A federal appeals court denied the request by the Standing Rock Sioux Tribe to stop construction on a portion of the Dakota Access Pipeline, arguing that the tribe had failed to demonstrate that an injunction on construction was warranted.
That means that construction can resume on a section of the pipeline that runs within 20 miles of Lake Oahe in North Dakota, a sacred area which the Standing Rock Sioux Tribe has argued holds deep cultural significance to their community. The pipeline, if completed, would run 1,170-miles and transport 470,000 barrels of oil a day across four states. But it would also run within a mile and a half of the Standing Rock Sioux Tribe reservation, and could potentially threaten the Missouri River, the tribe’s sole water supply.
On September 16, the Court of Appeals for the D.C. Circuit ordered a temporary injunction against construction on any part of the pipeline within 20 miles of Lake Oahe, while the court considered whether or not to halt construction further (the project is currently 60 percent complete).
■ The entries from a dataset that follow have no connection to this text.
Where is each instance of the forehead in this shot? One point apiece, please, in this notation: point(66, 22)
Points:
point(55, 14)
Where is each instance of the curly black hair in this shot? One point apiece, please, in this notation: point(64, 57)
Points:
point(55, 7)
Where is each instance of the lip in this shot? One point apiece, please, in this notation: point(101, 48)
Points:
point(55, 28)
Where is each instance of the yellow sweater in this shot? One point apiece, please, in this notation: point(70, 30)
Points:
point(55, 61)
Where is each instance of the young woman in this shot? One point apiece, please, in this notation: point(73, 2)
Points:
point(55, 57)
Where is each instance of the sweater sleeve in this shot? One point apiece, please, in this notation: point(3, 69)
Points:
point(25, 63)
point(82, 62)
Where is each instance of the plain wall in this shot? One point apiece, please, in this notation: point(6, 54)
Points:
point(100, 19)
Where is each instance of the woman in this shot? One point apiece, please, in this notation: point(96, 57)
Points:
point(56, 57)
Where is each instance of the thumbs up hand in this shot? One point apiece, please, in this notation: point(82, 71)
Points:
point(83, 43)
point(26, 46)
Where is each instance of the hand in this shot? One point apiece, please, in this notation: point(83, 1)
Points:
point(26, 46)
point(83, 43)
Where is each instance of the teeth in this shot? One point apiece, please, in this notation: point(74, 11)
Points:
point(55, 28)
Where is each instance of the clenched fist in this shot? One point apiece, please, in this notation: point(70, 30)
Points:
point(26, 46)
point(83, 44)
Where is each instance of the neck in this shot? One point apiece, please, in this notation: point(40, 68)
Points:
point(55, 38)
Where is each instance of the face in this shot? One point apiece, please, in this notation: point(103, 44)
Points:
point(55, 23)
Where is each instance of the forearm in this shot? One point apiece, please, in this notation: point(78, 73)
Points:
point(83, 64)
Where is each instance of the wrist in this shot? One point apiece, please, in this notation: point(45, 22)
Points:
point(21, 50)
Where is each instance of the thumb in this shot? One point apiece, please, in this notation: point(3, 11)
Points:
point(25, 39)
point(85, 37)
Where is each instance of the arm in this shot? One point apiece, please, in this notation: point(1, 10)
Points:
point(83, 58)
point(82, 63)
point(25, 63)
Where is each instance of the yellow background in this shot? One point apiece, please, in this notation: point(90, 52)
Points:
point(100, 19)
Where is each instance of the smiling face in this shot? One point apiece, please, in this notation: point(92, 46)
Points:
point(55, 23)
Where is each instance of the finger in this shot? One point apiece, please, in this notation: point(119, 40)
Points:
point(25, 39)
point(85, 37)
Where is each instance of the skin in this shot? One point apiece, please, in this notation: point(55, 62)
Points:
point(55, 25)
Following the court’s decision yesterday, the Standing Rock Sioux Tribe expressed disappointment that the court did not decide to extend the halt on construction, but vowed to keep fighting the pipeline.
“The Standing Rock Sioux Tribe is not backing down from this fight,” Dave Archambault II, chairman of the Standing Rock Sioux Tribe, said in a statement posted to Facebook on Sunday. “We are guided by prayer, and we will continue to fight for our people. We will not rest until our lands, people, waters and sacred places are permanently protected from this destructive pipeline.”
Indigenous communities — standing in solidarity with the Standing Rock Sioux and joined by environmental activists from around the world — have protested the pipeline for months. This summer, the protests, coupled with a lawsuit against the U.S. Army Corps of Engineers, forced construction to halt. The Standing Rock Sioux argued the government had not adequately consulted the tribe before granting approval to Energy Transfer Partners, the Texas-based energy company behind the project.
In an ironic twist, the D.C. court’s decision to allow construction to go forward was issued just a day before Indigenous Peoples’ Day, a counter-celebration to Columbus Day aimed at drawing attention to the brutal genocide, violation of human rights, and suppression of indigenous cultures that followed the arrival of European explorers in the Americas.
In a statement issued Monday morning, the Indigenous Environmental Network pledged continued solidarity with the Standing Rock Sioux and other indigenous groups currently protesting the pipeline.
“We are troubled by the court’s decision, but as water protectors and land defenders, our resolve to stop this Bakken frack-oil pipeline will not be diminished,” Dallas Goldtooth, executive director of the Indigenous Environmental Network, said. “We will continue to support the tribe’s efforts to hold the US federal government accountable for rubber stamping this dirty oil project. Meanwhile, our hearts and minds go to the pipeline fighters who will continue to use prayer and peaceful civil disobedience to disrupt business-as-usual and stop this black snake from being completed. This fight is far from over.”
Following the court’s decision, three federal agencies ordered construction to remain stopped on any federal land. In September, the Obama administration ordered construction of the pipeline to stop on all federally owned land until government agencies — including the Army Corps, the Justice Department and the Interior Department — could fully assess the likely environmental impact of the pipeline. That decision, according to the agencies, could still be weeks away.